Checking linearizability of encapsulated extended operations

Linearizable objects (data-structures) provide operations that appear to execute atomically. Modern mainstream languages provide many linearizable data-structures, simplifying concurrent programming. In practice, however, programmers often find a need to execute a sequence of operations (on linearizable objects) that executes atomically and write extended operations for this purpose. Such extended operations are a common source of atomicity bugs. This paper focuses on the problem of verifying that a set of extension operations (to a linearizable library) are themselves linearizable. We present several reduction theorems that simplify this verification problem enabling more efficient verification. We first introduce the notion of an encapsulated extension: this is an extension that (a) does not introduce new shared state (beyond the shared state in the base linearizable library), and (b) accesses or modifies the shared state only through the base operations. We show that encapsulated extensions are widely prevalent in real applications. We show that linearizability of encapsulated extended operations can be verified by considering only histories with one occurrence of an extended operation, interleaved with atomic occurrences of base and extended operations.

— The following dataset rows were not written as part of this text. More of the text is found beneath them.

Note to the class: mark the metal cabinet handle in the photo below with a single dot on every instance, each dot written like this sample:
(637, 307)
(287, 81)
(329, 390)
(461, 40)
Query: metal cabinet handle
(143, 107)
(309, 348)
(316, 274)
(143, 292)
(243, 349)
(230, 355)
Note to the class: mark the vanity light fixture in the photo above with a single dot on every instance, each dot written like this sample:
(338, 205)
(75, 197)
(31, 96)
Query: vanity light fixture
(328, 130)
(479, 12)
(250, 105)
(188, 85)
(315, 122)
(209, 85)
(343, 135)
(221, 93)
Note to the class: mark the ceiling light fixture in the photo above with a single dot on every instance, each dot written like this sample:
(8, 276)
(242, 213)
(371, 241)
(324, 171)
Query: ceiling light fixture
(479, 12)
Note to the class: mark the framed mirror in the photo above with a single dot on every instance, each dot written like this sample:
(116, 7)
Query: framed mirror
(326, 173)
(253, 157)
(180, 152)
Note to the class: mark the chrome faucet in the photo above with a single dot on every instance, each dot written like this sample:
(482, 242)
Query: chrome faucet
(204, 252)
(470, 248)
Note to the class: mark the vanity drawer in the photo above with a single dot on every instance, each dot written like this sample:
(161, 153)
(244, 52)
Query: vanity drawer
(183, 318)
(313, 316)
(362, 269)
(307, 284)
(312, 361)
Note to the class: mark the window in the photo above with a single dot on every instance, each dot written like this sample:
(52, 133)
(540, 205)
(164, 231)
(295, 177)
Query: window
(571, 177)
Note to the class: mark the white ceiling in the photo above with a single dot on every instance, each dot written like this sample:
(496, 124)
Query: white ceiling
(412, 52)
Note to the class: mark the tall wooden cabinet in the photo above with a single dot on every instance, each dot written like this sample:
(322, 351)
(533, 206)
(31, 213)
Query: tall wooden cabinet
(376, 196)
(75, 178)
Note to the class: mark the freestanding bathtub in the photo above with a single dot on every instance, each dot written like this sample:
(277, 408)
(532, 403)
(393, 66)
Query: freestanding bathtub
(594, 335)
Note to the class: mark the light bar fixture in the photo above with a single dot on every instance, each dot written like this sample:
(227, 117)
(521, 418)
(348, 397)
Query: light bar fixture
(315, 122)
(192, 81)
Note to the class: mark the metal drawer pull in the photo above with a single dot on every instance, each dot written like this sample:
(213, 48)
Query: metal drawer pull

As a consequence, this verification needs to consider only histories with two threads, whereas general linearizability verification requires considering histories with an unbounded number of threads. We show that when the operations satisfy certain properties, each extended operation can be verified independently of the others, enabling further reductions. We have implemented a simple static analysis algorithm that conservatively verifies linearizabilty of encapsulated extensions of Java concurrent maps. We present empirical results illustrating the benefits of the reduction theorems.